何事にも全力でよく笑い、怒り、楽しそうにする彼の姿たくさんのリスナーに笑顔を与えた。俺はそんな彼に憧れを抱いていた。
彼と話してみたい。
そんな気持ちから俺は使い所がなく有り余っていたお金で高い機材を買った。その後彼の所属している事務所に応募し無事に合格。いよいよ今日デビューするというわけだ。
♢♢♢♢♢♢♢♢
「俺三枝明那さんに憧れてていつかお話して見たいんすよぉ。」
そう話す彼。彼の名前は不破湊。1ヶ月ほど前にデビューした俺の後輩である。
リスナー「本人見てるかもよ?」
「本人見てるかもよ?って、、、明那さん俺とコラボお願いシマス……。」
リスナー「がち頼み草」
リスナー「アッキーナ頼むー!」
なんで俺なんかに憧れ抱いてんのよ。
彼が俺に憧れていると知ったのは今から2週間ほど前である。リスナーからきた動画がきっかけだった。彼が俺に憧れていると知った時1番に思ったことは「なんで俺?」だった。たくさんのライバーがいる中でなんでこんな俺の事を好きになったのかが分からなかった。

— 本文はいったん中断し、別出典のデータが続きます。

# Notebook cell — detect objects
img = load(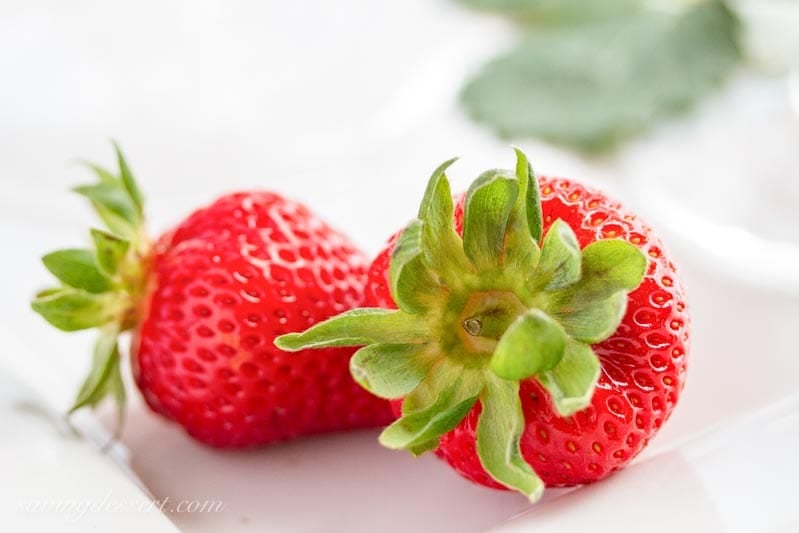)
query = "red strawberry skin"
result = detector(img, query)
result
[131,192,393,448]
[366,177,689,488]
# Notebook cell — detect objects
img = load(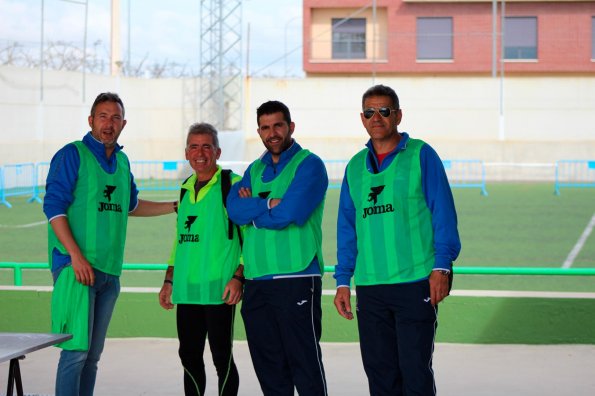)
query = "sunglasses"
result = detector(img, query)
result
[364,107,397,119]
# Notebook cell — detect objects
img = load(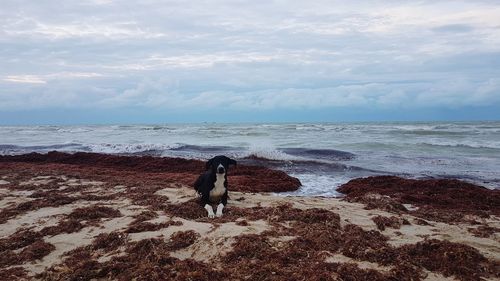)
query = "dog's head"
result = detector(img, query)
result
[205,155,236,174]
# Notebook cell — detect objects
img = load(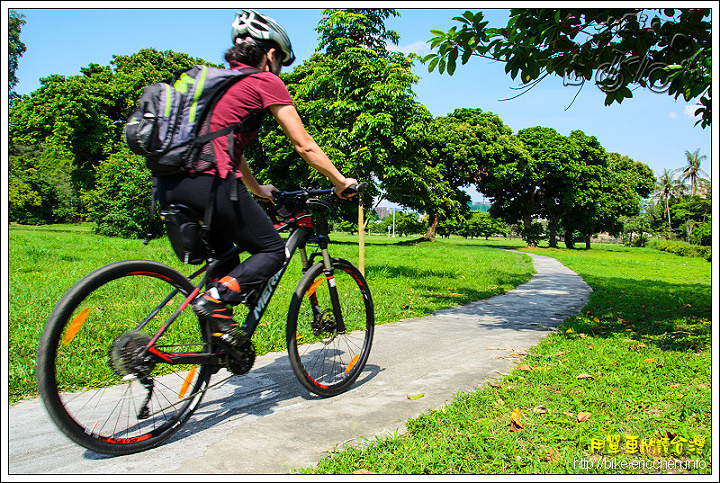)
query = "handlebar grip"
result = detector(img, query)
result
[342,182,367,196]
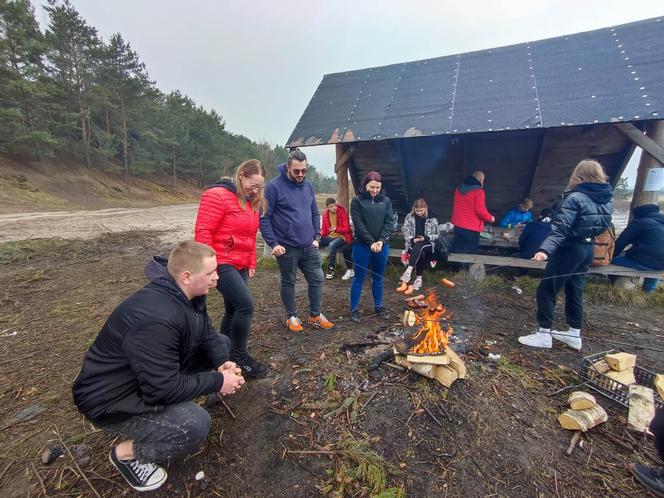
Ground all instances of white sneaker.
[519,332,552,349]
[551,330,582,351]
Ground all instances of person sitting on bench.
[514,208,556,259]
[612,204,664,293]
[73,240,244,491]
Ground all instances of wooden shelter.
[286,18,664,221]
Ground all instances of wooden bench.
[447,253,664,289]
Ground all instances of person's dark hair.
[288,149,307,166]
[360,171,383,192]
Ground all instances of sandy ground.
[0,204,197,244]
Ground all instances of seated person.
[320,197,355,280]
[612,204,664,292]
[397,199,438,294]
[515,208,556,259]
[500,197,533,228]
[73,240,244,491]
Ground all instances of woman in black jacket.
[519,160,613,350]
[350,171,394,322]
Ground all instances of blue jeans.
[277,245,324,318]
[350,242,390,311]
[611,256,658,293]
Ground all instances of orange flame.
[410,291,453,354]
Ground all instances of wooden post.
[630,121,664,219]
[335,144,350,211]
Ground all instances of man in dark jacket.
[73,240,244,491]
[612,204,664,292]
[515,208,556,259]
[260,149,334,332]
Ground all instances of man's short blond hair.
[168,240,216,278]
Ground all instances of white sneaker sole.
[108,453,168,491]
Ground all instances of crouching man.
[73,240,244,491]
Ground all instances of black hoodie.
[614,204,664,270]
[540,183,613,255]
[73,257,229,425]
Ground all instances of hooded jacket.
[540,183,613,256]
[73,257,229,425]
[260,163,320,249]
[350,190,395,246]
[194,178,258,270]
[614,204,664,270]
[452,176,493,232]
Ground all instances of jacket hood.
[573,183,613,204]
[277,163,306,188]
[634,204,659,218]
[208,177,237,194]
[143,256,192,307]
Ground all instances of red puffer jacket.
[320,205,353,244]
[452,185,494,232]
[194,180,258,270]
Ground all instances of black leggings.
[217,265,254,355]
[408,240,433,277]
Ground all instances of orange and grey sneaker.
[308,313,334,330]
[286,315,304,332]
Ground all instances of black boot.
[232,353,268,379]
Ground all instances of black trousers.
[452,227,480,254]
[217,265,254,355]
[537,242,593,329]
[408,240,433,277]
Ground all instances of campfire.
[394,291,466,387]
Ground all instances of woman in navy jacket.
[519,160,613,350]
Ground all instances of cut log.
[590,360,611,373]
[558,405,609,432]
[604,353,636,372]
[627,384,655,432]
[406,351,450,365]
[445,347,466,379]
[394,354,436,379]
[655,374,664,401]
[435,365,458,387]
[604,368,636,386]
[567,391,597,410]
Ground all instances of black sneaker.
[628,463,664,496]
[232,354,268,379]
[108,447,168,491]
[376,308,390,320]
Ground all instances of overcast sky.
[33,0,664,183]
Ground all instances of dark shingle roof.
[287,17,664,147]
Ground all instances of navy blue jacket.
[540,183,613,256]
[260,163,320,249]
[614,204,664,270]
[519,223,551,259]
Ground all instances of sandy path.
[0,204,198,243]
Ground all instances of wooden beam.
[613,121,664,167]
[334,144,355,211]
[618,121,664,214]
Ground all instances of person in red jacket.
[320,197,355,280]
[452,171,496,254]
[194,159,267,378]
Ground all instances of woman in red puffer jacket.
[195,159,267,377]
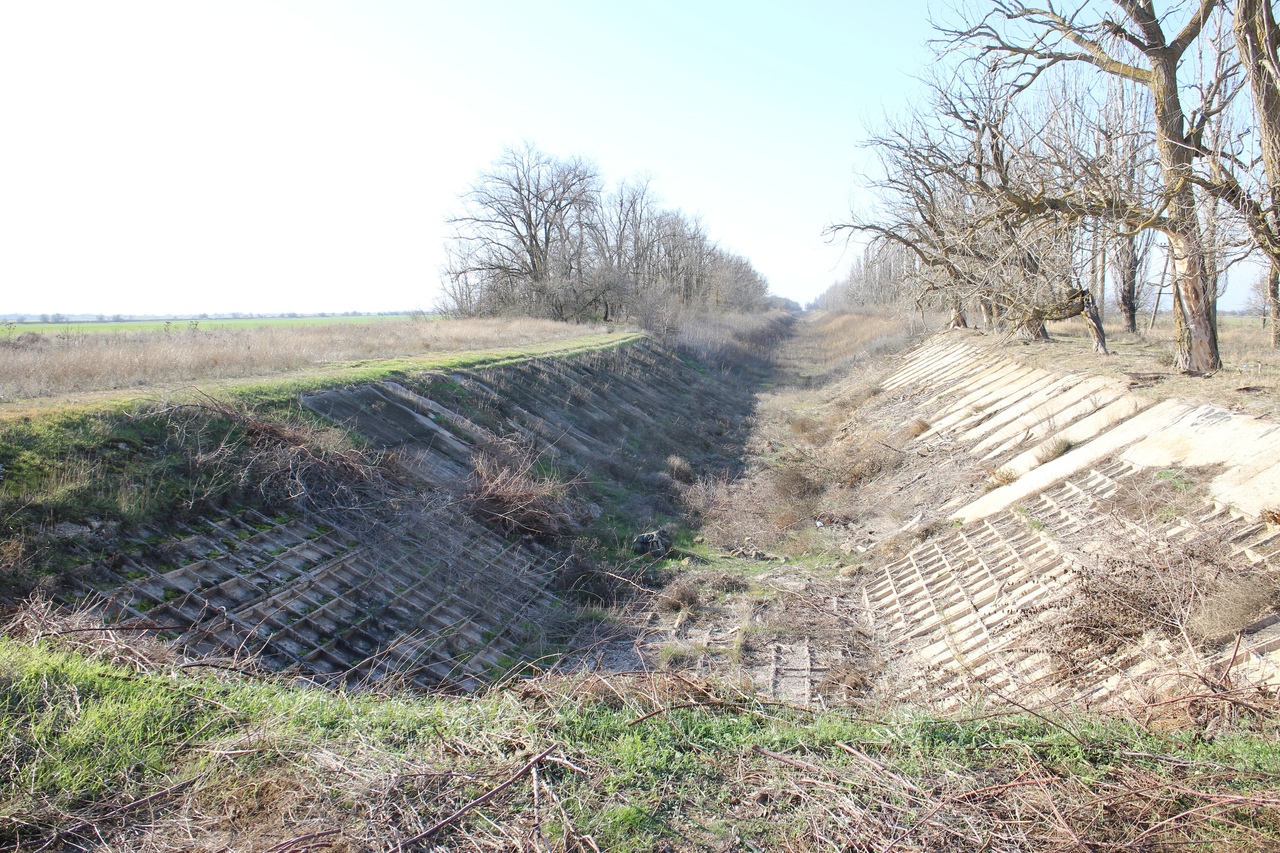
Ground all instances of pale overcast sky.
[0,0,929,314]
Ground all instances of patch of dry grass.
[0,319,604,400]
[0,601,1280,853]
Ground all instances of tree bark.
[1233,0,1280,348]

俺は自分が好きではない。すぐに傷つき、落ち込み、病んでしまう。俺はそんな自己肯定感の低い自分がとても嫌いである。
配信ではそんな姿は決して見せない。彼は俺の”表の部分”しか見てないのだ。
俺はTwitterをひらく。自分ではやめておけばいいのにと思うがまたエゴサをしてしまう。俺を否定するコメントばかり見つけては傷つく毎日。
だからであろうか。彼が俺を憧れていると聞いて少し嬉しかった自分がいたのは。俺を好きと言ってくれる。そんな彼を俺は追うようになってしまった。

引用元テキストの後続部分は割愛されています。